“Palatele Brâncovenești” Cultural Centre at the Gates of Bucharest – Mogoșoaia
Galateea Contemporanry Art Gallery
Review
The Magic of Fluid Forms
Using chamotte clay or clay as materials subjected to experiments with firing techniques and processes ranging from the traditional to the ancestral and the extreme orient, Palkó creates a type of expressive sculpture through the special quality of the surfaces. Their carefully crafted texture evokes the geological by suggesting an immemorial layering modelled by water, as in the karst reliefs. In this, however, they are neither rigid nor vertical, for the creative spirit of this craftsman generates undulating, fluid shapes. Their subtle fusions and reflections define the post-modern artist who, perhaps involuntarily, is interrogating the Art Nouveau, so present even to this date in the urban environment of Cluj. His evolution, from the ceramic object to the small plastics, from the metaphor of matter to forms and contents peculiar to sculpture, seems to be inspired by his professor from the 80’s, the sculptor Mircea Spătaru, but it is also a characteristic of the new artistic wave of Cluj, marked by an expressiveness that re-appreciates the figurative by investing it with symbolic and metaphysical valences. With Palkó, we speak of a figural informed by the appeal to metaphor, to the aura of plastic suggestion, rather than of a species of realism, to which the poetics of this refined ceramist is totally foreign. In Palkó’s plastic art, the flow and formation of forms related to geology suggests a metaphysical substrate, a horizon or nostalgia, conferring meaning and tension to the artistic approach.
Like many other ceramists, Palkó also works with a tile “sheet”, which he streaks carefully, using living wood, before shaping it with gentle, well-practised movements, as in an oriental dance of hands guided by a personal choreography that gives shape to phantasms, chimeras, spirits of earth and water. Next comes the first firing, then the application of the glazes and the final, semi-reductive burning, whereby the glaze turns chromatically, with many nuances, towards the sfumato, deepening the shadow and the mystery.
While most of the ronde-bosses were displayed, as a first stage of the exhibition, in the spectacular and austere space of the Mogoşoaia Kuhnia, in the elegant Galateea Art Gallery in Bucharest curator Nicolae Moldovan has decided to order the small, parietal pieces on several levels according to an original scenography. This grants the viewer’s eye the privilege of an overall picture that captures a choreography intrinsic to the work of art, but it also enables it to see its precise composition after principles pursuant of a musical vitalism manifested in the rhythm of the linear textures that define the surfaces first on a perceivable level, and then, as the pulse of the formative energies contained within each work.

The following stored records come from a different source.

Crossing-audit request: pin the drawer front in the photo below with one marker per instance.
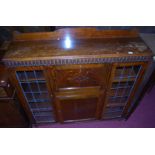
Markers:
(80, 76)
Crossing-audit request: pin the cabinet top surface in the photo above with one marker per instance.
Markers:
(76, 43)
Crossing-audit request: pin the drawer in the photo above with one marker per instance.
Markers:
(80, 76)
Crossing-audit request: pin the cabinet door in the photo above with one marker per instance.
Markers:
(78, 105)
(125, 79)
(78, 90)
(11, 114)
(34, 87)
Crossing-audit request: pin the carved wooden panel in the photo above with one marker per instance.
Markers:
(76, 109)
(80, 76)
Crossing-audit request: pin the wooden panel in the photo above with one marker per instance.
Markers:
(80, 76)
(75, 33)
(76, 109)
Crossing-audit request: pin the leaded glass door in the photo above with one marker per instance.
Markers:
(34, 87)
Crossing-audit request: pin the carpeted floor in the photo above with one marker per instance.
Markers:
(143, 117)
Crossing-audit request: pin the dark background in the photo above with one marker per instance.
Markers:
(6, 31)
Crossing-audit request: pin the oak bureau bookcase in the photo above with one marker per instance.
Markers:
(77, 74)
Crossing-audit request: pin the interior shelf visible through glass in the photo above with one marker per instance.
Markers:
(35, 90)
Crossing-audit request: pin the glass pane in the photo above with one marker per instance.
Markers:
(34, 88)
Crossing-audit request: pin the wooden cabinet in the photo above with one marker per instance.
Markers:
(77, 74)
(11, 113)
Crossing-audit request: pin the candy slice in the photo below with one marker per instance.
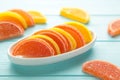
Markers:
(33, 48)
(38, 17)
(57, 37)
(12, 16)
(9, 30)
(75, 14)
(49, 40)
(102, 69)
(71, 40)
(83, 29)
(114, 28)
(75, 34)
(28, 18)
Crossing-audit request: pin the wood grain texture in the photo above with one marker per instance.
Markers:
(102, 12)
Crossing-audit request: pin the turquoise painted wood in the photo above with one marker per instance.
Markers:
(106, 48)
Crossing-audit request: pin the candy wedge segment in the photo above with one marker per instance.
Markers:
(38, 17)
(49, 40)
(57, 37)
(32, 48)
(71, 40)
(114, 28)
(75, 34)
(82, 29)
(8, 15)
(28, 18)
(102, 69)
(9, 30)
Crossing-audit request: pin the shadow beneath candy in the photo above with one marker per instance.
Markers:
(52, 69)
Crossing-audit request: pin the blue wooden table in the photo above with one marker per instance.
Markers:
(106, 48)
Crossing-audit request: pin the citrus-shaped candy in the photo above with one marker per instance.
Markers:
(75, 14)
(49, 40)
(8, 15)
(10, 30)
(28, 18)
(57, 37)
(114, 27)
(71, 40)
(32, 48)
(75, 34)
(83, 29)
(38, 17)
(102, 69)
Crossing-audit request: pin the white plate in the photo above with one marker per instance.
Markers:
(51, 59)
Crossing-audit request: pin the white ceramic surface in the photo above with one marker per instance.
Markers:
(51, 59)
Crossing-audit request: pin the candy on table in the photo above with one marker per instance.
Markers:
(102, 69)
(66, 42)
(17, 19)
(75, 14)
(114, 27)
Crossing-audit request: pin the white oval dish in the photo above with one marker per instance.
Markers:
(51, 59)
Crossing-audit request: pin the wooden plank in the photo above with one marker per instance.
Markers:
(48, 78)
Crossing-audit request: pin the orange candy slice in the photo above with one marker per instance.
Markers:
(82, 29)
(38, 17)
(71, 40)
(9, 30)
(28, 18)
(49, 40)
(75, 34)
(12, 16)
(102, 69)
(31, 48)
(75, 14)
(58, 38)
(114, 28)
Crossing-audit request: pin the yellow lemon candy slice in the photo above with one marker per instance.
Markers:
(49, 39)
(68, 36)
(11, 15)
(83, 29)
(75, 14)
(38, 17)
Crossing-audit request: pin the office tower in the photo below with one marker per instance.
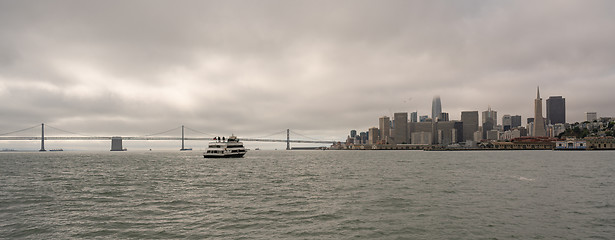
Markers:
(556, 110)
(401, 128)
(363, 136)
(490, 121)
(373, 136)
(515, 121)
(490, 115)
(539, 121)
(443, 117)
(507, 122)
(592, 116)
(436, 108)
(423, 118)
(385, 128)
(414, 117)
(470, 124)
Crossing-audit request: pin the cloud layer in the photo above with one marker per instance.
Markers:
(321, 68)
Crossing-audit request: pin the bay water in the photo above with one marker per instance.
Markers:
(308, 195)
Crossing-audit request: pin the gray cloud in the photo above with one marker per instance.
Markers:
(258, 67)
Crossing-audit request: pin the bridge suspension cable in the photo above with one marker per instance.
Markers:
(273, 134)
(199, 131)
(293, 132)
(66, 131)
(25, 129)
(160, 133)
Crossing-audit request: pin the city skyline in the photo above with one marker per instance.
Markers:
(255, 68)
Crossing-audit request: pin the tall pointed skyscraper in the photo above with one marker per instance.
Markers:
(436, 108)
(539, 121)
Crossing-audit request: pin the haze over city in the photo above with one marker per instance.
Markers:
(321, 68)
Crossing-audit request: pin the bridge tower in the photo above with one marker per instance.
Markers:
(42, 138)
(116, 144)
(183, 148)
(287, 139)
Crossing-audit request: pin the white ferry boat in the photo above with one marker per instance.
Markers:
(225, 148)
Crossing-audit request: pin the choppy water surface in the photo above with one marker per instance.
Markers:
(309, 194)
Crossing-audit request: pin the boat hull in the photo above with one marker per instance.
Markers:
(240, 155)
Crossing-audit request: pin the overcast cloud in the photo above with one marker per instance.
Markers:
(320, 68)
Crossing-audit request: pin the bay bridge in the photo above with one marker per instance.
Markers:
(116, 141)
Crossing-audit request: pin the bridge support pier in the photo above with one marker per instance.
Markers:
(287, 139)
(42, 138)
(116, 144)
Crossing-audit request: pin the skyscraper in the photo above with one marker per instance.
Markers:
(556, 110)
(385, 128)
(423, 118)
(490, 121)
(507, 122)
(436, 108)
(414, 117)
(490, 115)
(515, 121)
(539, 121)
(470, 124)
(592, 116)
(401, 127)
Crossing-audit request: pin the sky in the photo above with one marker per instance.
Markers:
(319, 68)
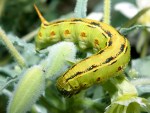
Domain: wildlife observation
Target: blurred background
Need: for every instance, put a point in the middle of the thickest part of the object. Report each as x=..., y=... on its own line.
x=18, y=18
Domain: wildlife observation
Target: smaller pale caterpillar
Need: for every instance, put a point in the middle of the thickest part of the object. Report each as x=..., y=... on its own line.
x=113, y=51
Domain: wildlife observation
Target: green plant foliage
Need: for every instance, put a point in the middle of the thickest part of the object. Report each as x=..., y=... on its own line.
x=30, y=85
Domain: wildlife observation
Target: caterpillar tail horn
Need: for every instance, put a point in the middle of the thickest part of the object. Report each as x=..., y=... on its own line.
x=40, y=15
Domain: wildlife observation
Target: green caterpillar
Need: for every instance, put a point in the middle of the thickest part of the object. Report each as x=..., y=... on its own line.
x=112, y=51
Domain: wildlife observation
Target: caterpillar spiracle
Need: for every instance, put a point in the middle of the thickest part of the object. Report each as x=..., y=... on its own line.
x=112, y=51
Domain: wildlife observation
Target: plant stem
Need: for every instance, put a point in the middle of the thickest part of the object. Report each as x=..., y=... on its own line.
x=107, y=10
x=12, y=49
x=80, y=8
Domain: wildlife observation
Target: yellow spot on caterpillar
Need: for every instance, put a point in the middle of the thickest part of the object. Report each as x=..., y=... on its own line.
x=40, y=35
x=96, y=42
x=83, y=34
x=67, y=32
x=98, y=79
x=52, y=34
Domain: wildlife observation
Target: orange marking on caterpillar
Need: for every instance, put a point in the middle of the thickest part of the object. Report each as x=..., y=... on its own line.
x=83, y=34
x=67, y=32
x=52, y=34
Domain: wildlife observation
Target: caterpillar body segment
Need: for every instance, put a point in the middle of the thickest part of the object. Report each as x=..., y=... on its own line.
x=112, y=51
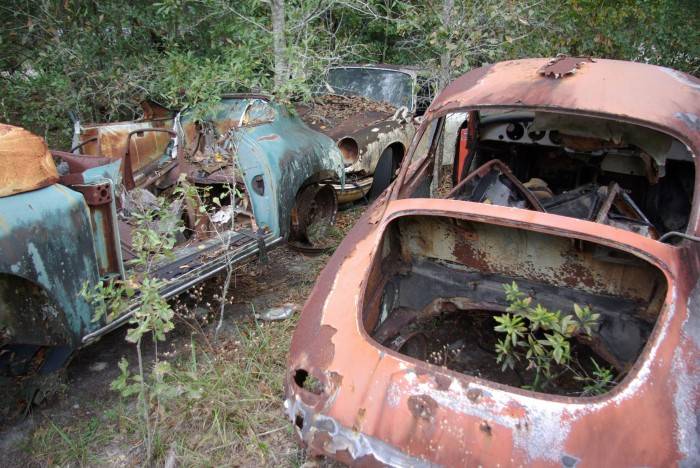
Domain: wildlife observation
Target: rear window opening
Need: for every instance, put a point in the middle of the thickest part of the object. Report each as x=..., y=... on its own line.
x=439, y=288
x=606, y=171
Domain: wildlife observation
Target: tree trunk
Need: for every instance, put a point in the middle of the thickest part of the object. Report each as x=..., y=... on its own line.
x=279, y=43
x=446, y=57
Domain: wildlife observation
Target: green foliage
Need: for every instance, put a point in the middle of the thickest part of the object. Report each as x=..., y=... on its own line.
x=97, y=60
x=542, y=338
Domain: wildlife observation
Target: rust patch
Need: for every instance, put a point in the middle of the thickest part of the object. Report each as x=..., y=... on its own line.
x=422, y=407
x=563, y=66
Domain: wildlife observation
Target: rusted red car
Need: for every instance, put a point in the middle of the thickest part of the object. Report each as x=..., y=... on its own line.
x=574, y=178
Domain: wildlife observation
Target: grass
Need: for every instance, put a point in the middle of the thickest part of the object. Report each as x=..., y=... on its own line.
x=221, y=402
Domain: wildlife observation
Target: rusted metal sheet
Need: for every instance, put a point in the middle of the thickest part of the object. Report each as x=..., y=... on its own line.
x=144, y=141
x=364, y=403
x=25, y=162
x=370, y=117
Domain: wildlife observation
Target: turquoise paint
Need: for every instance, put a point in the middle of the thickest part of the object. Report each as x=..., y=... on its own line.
x=46, y=238
x=281, y=148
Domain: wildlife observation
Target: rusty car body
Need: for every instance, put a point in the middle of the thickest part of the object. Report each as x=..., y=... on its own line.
x=577, y=179
x=69, y=220
x=369, y=110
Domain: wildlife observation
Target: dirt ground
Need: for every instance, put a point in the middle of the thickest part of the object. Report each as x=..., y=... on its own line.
x=229, y=407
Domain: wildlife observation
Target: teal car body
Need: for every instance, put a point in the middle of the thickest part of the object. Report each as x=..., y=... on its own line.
x=56, y=239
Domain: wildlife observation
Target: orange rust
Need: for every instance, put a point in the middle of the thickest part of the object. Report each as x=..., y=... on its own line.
x=25, y=161
x=437, y=416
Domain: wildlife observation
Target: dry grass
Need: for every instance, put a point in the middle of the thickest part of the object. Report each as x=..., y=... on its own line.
x=221, y=403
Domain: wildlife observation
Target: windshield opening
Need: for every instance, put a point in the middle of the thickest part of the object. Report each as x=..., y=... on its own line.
x=393, y=87
x=601, y=170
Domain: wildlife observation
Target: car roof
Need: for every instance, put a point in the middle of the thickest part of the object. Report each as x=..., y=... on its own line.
x=651, y=95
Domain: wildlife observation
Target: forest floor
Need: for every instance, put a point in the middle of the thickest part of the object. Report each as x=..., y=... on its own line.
x=221, y=399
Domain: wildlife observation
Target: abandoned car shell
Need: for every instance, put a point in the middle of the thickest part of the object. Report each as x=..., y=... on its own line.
x=366, y=403
x=369, y=114
x=66, y=228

It is perhaps this omnipresent vibration, this vital pulse visible in the movement of the folds defining the surfaces and the continuous wave of silhouettes that represents the baroque originality of the vision of this ceramic artist endowed with the spirit of a visionary, a poet and a magician of the form. We salute it with the conviction that it will provide us with many surprises.
Doina Mândru
“The Magic of Fluid Forms”, or Terra Fluida, has as starting point my latest personal exhibition entitled Terra Magica and two other earlier personal exhibitions, Terra-Millennium and Grafiterra.
Terra Fluida is an expression of the tectonic diversity clay can acquire as a result of direct physical intervention. The fluidity of earth, of clay, and the magic of the forms resulting from the action of fire, have an essential role in the creation of metaphorical sculptural forms.
I have chosen this generic title, The Magic of Fluid Forms, based on the idea that “Terra” can represent a symbol for my plastic expression in ceramic art, which emerges from the memory of the ancient artefacts transferred into modern-day experiments – in other words, through the transition from the ancient to the modern, which defines the language of my forms oriented towards a contemporary artistic discourse.
Continuing these experiments with the fluidity of forms closely connected with the effects of fire, Terra Fluida has evolved toward an abstract-symbolic figurative in which the artistic effort is subordinated to an anthropomorphic image accompanied by drapery and mineral incrustations, in which the techniques specific to ceramic art (patinas, textures and effects resulting from firing) come to support and strengthen, lavishly, the plastic expression of the sculptural whole.